Don estaba a la cabeza del ataúd pintado de blanco. A sólo unos metros delante de él, tallada en la madera del ataúd, había una pequeña ventana de vidrio rectangular que revelaba el rostro de Simeón. El olor a muerte se elevaba desde la caja de pino y muchos de los que pasaban por ella mostraban toda una gama de emociones. Algunos lloraron suavemente otros gritaron y se lamentaron y otros más se golpearon el pecho desnudo o escupieron maldiciones sobre el ataúd.

Era una costumbre Luo que los hombres y mujeres que lo desearan se presentaran ante el difunto y expresaran sus pensamientos, poniendo fin a sus deudas emocionales para que el espíritu de los muertos no volviera a molestarlos. Y así, muchos kenianos dieron un paso al frente y comenzó una sesión de monólogos de tres horas. Cada orador daba su opinión en su lengua materna y luego sus palabras se traducían al inglés, swahili o Luo para que todos pudieran escucharlas y entenderlas. Esto continuó hasta el calor del sol de la tarde.

Entre el sesenta y setenta por ciento de los aldeanos que se levantaron para hablar maldijeron a Simeón.

“Me alegro mucho de que estés muerto”, comenzaron, porque sólo lo habían conocido como el hombre brutal, arrogante y rico de años atrás.

En algún momento durante el curso de estos comentarios catárticos, la madre de Simeón se levantó y avanzó hacia el ataúd.

“Este hombre poderoso salió de mi vientre. Estoy muy contenta de haberle dado a África un hombre tan poderoso. La policía le tenía miedo, los funcionarios del gobierno lo dejaron en paz y él podía hacer lo que quisiera gracia a su poder. Este es el hombre que le di al mundo”.

Inmediatamente después de regresar a su asiento Pamela dio un paso adelante y se paró erguida y de frente ante el ataúd de su marido.

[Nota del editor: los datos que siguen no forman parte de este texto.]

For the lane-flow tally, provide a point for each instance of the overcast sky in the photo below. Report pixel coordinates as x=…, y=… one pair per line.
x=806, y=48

“Esta mujer es una mentirosa. Conocí a Simeón como cristiano y la gente lo amaba. Los niños lo amaban y seguían sus pasos. Lo he conocido como mi pastor y soy muy bendecida. Simeón tuvo diez esposas en Uganda y no tuvo hijos. En África, ese no representa a ningún hombre poderoso. No hay poder en este hombre. Nuestros cuatro hijos han salido de mi vientre y de sus entrañas después de hacerse cristiano. Entonces tuvo poder: del tipo que trae el amor a los corazones de hombres malvados y egoístas. Este poder proviene de Cristo y es el tipo de poder que África necesita, no el de esta mujer y su vientre”.

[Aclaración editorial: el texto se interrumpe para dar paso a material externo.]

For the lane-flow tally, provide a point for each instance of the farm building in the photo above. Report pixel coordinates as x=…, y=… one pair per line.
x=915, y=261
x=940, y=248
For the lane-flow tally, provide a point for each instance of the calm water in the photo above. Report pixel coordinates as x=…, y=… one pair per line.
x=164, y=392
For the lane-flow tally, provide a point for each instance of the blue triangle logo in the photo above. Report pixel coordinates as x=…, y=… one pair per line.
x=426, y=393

Pamela se deslizó silenciosamente entre la gente reunida y de la multitud surgieron los suaves y lúgubres acordes de “En el Monte Calvario”.

Oh, yo siempre amaré esa cruz, en sus triunfos mi gloria será.

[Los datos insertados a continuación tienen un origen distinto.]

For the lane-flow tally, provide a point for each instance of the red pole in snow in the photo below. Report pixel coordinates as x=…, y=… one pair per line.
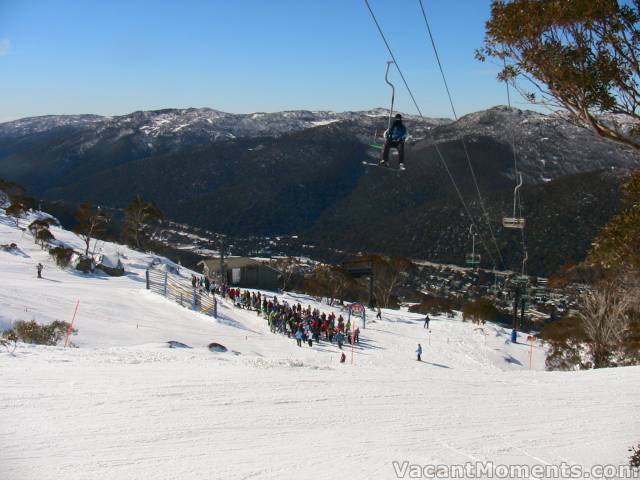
x=70, y=329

Y algún día en vez de una cruz mi corona, Jesús, me dará.

 

Cuando la multitud termino su discurso, Don se acercó para pronunciar unas últimas palabras. Habló del poder del perdón. Finalmente, entregó a Simeón en manos del Dios misericordioso del Universo.

El ataúd fue bajado lentamente a la tierra roja y depositado sobre una plataforma de bloques de cemento. Se colocó firmemente una segunda capa de bloques sobre el ataúd y la tierra roja, palada a palada fue devuelta a su lugar sobre los restos de Simeón. Allí descansó un hombre de Dios cuyo poder tenía su fuente en Jesucristo, el Hijo de Dios.

Donna Alder es profesora Emérita del Roberts Wesleyan College.